- Born: Approx. 1960–1963 Unknown
- Status: Unidentified for 43 years, 8 months and 24 days
- Died: c. 21 November 1981 Unknown. Possibly Jalan Jenderal Sudirman, Setiabudi, South Jakarta
- Cause of death: Multiple stab wounds
- Resting place: Tegal Alur cemetery, Kalideres, West Jakarta
- Known for: Unidentified victim of homicide
- Height: 5 ft 5 in (1.65 m) (approximate)

= Setiabudi 13 case =

Unsolved Indonesian cold case

The Setiabudi 13 case (Kasus Setiabudi 13) is a cold case of unsolved murder of an unidentified mutilated man found on 23 November 1981 on the sidewalk of Jalan Jenderal Sudirman, Setiabudi, South Jakarta. Due to the extreme violence and uncertainty of the case, this case is considered as the first mutilation case in modern Indonesian crime history, one of the most gruesome, and one of the most mysterious cases in Indonesia. The case is called "Setiabudi 13" since the mutilated body was found in 13 pieces and was found in Setiabudi district, South Jakarta.

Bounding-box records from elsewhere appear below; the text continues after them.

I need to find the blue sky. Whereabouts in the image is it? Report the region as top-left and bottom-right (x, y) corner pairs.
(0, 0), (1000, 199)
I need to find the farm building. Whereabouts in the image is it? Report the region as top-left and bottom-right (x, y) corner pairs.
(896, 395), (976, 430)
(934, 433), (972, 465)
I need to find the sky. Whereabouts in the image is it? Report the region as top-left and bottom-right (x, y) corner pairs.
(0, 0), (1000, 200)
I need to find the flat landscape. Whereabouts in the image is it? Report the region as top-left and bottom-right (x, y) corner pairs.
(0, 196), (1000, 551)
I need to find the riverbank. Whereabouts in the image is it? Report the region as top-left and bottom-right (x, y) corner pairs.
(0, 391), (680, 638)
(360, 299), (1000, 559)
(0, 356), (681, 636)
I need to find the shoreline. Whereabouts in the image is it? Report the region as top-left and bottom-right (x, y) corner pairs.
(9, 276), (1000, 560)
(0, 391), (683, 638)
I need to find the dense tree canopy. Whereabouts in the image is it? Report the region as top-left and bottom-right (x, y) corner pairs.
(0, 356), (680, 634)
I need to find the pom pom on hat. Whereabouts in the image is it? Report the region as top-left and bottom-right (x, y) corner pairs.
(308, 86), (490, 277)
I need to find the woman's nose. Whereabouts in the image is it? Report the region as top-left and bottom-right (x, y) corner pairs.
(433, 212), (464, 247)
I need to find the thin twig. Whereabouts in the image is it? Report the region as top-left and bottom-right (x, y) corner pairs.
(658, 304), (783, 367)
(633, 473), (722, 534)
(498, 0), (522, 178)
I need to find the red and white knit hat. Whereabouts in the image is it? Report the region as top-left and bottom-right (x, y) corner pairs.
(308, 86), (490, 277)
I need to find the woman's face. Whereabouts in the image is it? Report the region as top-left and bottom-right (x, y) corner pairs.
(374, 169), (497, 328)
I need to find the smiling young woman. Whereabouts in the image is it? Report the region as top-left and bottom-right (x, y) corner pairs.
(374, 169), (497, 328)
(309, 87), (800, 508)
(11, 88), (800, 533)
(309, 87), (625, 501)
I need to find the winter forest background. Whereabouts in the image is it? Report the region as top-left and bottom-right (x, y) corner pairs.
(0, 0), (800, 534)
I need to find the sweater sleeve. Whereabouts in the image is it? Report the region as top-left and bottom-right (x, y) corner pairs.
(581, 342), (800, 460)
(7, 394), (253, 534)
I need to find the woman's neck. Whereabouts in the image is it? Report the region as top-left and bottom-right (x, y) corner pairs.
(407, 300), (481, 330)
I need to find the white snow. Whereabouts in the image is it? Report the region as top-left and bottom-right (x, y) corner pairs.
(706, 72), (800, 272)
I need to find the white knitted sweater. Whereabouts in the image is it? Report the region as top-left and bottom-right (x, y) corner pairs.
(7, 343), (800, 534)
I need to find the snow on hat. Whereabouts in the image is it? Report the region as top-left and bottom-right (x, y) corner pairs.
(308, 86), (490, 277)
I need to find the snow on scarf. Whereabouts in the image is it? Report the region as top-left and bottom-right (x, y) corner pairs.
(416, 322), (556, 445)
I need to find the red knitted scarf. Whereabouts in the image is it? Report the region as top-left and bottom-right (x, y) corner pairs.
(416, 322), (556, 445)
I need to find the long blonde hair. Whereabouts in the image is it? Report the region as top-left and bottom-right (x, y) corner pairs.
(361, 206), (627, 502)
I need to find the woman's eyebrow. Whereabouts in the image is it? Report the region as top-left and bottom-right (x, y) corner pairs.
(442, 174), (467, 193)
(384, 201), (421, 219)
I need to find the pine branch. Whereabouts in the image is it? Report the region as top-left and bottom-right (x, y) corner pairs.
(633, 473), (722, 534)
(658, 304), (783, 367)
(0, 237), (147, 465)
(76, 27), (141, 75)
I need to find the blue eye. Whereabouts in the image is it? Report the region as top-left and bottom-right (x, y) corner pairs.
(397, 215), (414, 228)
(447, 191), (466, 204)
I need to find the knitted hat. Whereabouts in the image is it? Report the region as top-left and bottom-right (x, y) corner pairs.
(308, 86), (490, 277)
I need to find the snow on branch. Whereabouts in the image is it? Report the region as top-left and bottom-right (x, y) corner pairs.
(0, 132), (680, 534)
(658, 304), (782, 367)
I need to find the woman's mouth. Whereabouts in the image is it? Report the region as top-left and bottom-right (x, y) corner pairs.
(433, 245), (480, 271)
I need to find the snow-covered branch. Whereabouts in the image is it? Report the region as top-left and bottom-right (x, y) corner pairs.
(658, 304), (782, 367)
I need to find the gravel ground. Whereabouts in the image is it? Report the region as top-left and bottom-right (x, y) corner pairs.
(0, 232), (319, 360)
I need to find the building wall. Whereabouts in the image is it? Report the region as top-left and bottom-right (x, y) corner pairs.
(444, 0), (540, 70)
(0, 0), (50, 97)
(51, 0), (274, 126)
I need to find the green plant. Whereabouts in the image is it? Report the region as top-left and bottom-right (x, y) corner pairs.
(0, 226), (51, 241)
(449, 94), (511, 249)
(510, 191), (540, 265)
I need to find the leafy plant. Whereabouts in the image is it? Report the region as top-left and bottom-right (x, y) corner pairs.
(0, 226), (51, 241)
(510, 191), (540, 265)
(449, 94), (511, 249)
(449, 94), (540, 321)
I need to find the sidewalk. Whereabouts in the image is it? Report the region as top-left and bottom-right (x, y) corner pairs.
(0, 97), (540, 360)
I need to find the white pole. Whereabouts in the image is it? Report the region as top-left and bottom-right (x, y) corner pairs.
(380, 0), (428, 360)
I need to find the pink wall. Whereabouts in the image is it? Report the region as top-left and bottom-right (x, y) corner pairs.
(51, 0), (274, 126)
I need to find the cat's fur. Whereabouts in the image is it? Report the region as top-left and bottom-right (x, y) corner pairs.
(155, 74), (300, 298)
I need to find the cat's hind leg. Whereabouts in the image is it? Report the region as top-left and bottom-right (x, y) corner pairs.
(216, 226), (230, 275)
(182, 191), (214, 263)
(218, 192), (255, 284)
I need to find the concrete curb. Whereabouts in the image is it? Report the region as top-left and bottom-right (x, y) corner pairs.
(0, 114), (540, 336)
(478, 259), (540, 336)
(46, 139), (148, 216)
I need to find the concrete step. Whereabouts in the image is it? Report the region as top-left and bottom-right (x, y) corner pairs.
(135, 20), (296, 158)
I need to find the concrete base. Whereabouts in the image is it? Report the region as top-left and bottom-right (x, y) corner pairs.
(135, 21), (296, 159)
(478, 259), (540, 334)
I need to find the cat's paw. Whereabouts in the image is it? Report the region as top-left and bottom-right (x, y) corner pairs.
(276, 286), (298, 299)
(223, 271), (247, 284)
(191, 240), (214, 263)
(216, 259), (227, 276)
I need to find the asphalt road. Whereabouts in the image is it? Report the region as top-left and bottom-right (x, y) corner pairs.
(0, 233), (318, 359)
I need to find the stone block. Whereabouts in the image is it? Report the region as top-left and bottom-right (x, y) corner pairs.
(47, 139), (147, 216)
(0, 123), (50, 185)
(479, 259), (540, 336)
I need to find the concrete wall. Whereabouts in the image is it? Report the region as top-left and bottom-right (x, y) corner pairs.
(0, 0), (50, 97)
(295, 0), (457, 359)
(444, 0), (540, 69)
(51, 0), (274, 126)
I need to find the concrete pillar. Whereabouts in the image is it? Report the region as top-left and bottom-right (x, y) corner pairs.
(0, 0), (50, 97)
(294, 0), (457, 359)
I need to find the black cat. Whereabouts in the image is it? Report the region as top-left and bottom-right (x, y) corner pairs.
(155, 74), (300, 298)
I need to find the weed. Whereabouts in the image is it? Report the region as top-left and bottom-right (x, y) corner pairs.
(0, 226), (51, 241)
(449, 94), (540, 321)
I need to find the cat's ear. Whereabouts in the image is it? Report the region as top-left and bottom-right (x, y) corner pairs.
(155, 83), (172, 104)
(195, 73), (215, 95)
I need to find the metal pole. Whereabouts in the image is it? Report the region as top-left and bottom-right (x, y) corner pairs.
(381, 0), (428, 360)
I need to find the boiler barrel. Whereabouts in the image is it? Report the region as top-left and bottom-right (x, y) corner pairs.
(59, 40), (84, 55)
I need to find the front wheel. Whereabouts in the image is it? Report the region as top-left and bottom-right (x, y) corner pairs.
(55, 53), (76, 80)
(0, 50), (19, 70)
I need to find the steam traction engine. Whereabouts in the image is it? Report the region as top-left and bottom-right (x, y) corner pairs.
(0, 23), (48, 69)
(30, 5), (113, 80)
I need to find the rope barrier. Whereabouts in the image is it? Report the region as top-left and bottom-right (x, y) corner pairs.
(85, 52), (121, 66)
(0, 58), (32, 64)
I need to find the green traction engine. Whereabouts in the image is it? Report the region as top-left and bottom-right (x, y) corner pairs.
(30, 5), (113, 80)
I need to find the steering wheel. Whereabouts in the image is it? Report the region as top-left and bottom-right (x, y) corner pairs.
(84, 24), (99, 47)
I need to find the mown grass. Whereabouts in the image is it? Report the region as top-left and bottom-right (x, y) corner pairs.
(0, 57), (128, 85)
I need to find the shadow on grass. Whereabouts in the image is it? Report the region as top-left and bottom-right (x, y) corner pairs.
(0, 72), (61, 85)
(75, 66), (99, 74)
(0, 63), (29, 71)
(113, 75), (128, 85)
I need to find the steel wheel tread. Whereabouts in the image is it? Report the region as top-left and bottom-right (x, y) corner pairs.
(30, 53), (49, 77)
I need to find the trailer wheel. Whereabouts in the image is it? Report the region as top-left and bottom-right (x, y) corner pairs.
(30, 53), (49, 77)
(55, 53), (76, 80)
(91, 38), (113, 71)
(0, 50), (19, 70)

Mun'im Idris, a forensic expert who performed the autopsy of the body, said that it was the most brutal, vicious, and the most haunting case he had ever handled. According to Idris, this gruesome case is very disturbing, because despite there were plenty of forensic clues, e.g. victim's fingerprints and face was quite intact and it should be identifiable, the police has been unable to uncover the victim's identity.

==Chronology==
In the morning of 23 November 1981, two security guards of PT Garuda Mataram Motor found two cardboard boxes on the sidewalk of Jalan Jenderal Sudirman, Setiabudi, South Jakarta, right across Wisma Arthaloka building (today Bank Muamalat building). The two cardboard boxes attracted the attention of the two security guards because the boxes emanated a foul stench and was surrounded by flies. The two security guards immediately reported the discovery of the suspicious cardboard boxes to a policeman who was directing the traffic nearby. However, because the policeman was busy, this report was ignored.

The two boxes continued to lie on the side of the road until they were approached by two homeless garbage scavengers (pemulung) who subsequently opened the boxes. When opened, they found a mutilated body; the first box contained thirteen bones and a head, in which the flesh was removed from the bones. The severed head, however, was quite intact. The second box contained 180 pieces of human flesh, including internal organs such as lung, liver, and spleen. Some body markings such as fingerprints, palms, foot soles, and parts of face and head were not removed, meanwhile body parts such as anus, bladder and pancreas were missing.

===Autopsy result===
The autopsy of the body was carried out for approximately two hours. Mun'im Idris said that the victim was slaughtered systematically and slashed in a similar fashion to a "spit roasted goat" (kambing guling). According to the investigation, the unidentified male victim was estimated to be 18 to 21 years old, had a height of 165 cm, had the condition of phimosis, and had a sturdy body and slightly overweight. The victim was killed and mutilated about one or two days prior to when the body was found.

According to Idris, the victim was killed by stabbing using a knife, due to wound marks found on the chest, back and abdomen. In less than 24 hours after the victim was murdered, it was exposed to water, as seen from the wrinkling of its fingertips. The bones were clean and the flesh pieces were free from blood as if it was cleansed with water, which suggested that the mutilation was possibly done in a bathroom. According to forensic doctor estimations, the slaughter and mutilation took place between 21 November to the early dawn of 22 November 1981.

The fingerprint test results did not match any existing fingerprint database. According to the estimation of the crime investigator, the mutilations were presumably carried out by more than one person and were estimated to have lasted for about 3 to 4 hours.

Hundreds of people who claimed the loss of family and relatives came during the identification process. However, from various information collected by the police, the body did not match any person being sought. The identification process lasted until 27 November 1981. The victim was buried in Tegal Alur cemetery in Kalideres, West Jakarta. Until now, this case remains unsolved.